It's not just the health care system fretting about the Covid-19 virus. Commerce is also affected especially in the modern-era of global supply chains.
A lot of western concerns are dependent on products and components sourced from China or elsewhere in Asia. Many other industries, especially in the resource sector, get a lot of their revenue selling to China. China may sell more than it buys but it still buys. Just look at how we target China as a prospective major market for bitumen and LNG.
Commercial contracts often have a "force majeure" clause that exempts the parties from liability (i.e. claims for damages) for non-performance caused by unforeseeable consequences beyond the party's control. Let's say that ISIS overruns your refinery, for example, or a flood of Bibilical proportions swamps your mines, something rising to the standard of an "Act of God."

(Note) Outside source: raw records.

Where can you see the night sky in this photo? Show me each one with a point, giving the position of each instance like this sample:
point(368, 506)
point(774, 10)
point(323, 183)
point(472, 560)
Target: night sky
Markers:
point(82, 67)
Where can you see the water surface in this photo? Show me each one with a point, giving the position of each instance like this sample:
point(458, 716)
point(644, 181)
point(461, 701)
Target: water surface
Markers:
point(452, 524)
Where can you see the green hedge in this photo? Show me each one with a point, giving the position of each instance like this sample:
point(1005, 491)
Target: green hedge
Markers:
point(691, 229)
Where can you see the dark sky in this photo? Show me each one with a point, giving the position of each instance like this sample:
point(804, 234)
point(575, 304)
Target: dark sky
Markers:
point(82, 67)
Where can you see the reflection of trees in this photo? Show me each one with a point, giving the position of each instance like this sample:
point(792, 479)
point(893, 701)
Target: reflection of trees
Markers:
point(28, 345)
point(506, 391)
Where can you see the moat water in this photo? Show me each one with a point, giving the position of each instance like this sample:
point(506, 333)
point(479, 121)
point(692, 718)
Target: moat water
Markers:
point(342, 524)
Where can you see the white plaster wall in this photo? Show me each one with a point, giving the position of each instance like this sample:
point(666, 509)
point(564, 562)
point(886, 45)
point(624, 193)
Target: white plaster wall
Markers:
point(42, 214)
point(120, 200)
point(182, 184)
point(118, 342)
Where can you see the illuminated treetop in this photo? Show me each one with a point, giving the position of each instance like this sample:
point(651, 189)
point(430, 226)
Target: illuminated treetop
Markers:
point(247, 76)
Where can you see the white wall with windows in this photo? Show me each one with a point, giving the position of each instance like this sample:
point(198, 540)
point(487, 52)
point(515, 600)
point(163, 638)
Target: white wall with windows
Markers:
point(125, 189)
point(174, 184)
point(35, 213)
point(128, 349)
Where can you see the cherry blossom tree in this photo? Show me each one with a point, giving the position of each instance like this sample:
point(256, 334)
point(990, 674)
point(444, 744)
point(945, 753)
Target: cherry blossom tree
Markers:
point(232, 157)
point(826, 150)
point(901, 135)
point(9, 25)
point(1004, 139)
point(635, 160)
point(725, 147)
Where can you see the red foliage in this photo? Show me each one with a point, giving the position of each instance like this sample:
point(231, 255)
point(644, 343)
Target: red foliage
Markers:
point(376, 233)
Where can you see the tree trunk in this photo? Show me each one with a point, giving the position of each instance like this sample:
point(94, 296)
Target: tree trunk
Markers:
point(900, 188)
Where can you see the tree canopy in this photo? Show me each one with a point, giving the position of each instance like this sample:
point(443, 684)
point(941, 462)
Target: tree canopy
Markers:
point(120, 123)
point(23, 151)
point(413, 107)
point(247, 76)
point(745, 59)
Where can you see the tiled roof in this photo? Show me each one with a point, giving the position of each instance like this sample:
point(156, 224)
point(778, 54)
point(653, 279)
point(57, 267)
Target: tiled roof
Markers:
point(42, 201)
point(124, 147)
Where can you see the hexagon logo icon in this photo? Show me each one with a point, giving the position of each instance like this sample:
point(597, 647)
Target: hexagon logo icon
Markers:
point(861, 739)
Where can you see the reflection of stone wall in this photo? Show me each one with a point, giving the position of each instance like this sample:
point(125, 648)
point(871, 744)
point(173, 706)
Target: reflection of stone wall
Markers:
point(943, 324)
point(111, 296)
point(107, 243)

Where problems can arise is that different countries can have different interpretations of these terms. Not surprisingly, Chinese authorities are a little more cooperative with Chinese industries in issuing force majeure certificates. Your country, however, may have a more narrow interpretation, a tougher standard established in your nation's courts. You might not have an enforceable claim against your supplier for failure to perform but that might not take you off the hook for claims from your customer arising out of the very same failure to supply.
It's a complex area of law that rarely offers ideal solutions.
Bloomberg offers a look at a related problem, the "price majeure."
Illness is a very unusual reason for declaring force majeure, but coronavirus isn’t a common ailment. It has quarantined entire cities in China, overwhelming hospitals while leaving streets and workplaces empty. Some commodity contracts won’t include epidemics, Perrott said, although a case could still be argued. “The more the measures to contain the virus prove to be unsuccessful,” he said, the stronger the case. However, it’s a brave trader who turns to the legal system to take on China. In practice, those doing business with the world’s fastest-growing economy may find it easier to negotiate a solution that works for both sides.
Traders often talk about “price majeure,” which isn’t a legal term but a joke about Chinese buyers using any excuse available to walk away from a contract when prices have moved against them. Take LNG: long-term cargoes are often priced as a percentage of the oil price, meaning that they cost about $6 per million per British thermal units. In the meantime, the LNG cargoes can be bought in the spot market for as little as $3 per million British thermal units. The trick for a buyer is to declare force majeure in the long-term supply contract, and turn around and buy cheaper cargoes in the spot market. If that happens, that’s when the sellers call their lawyers.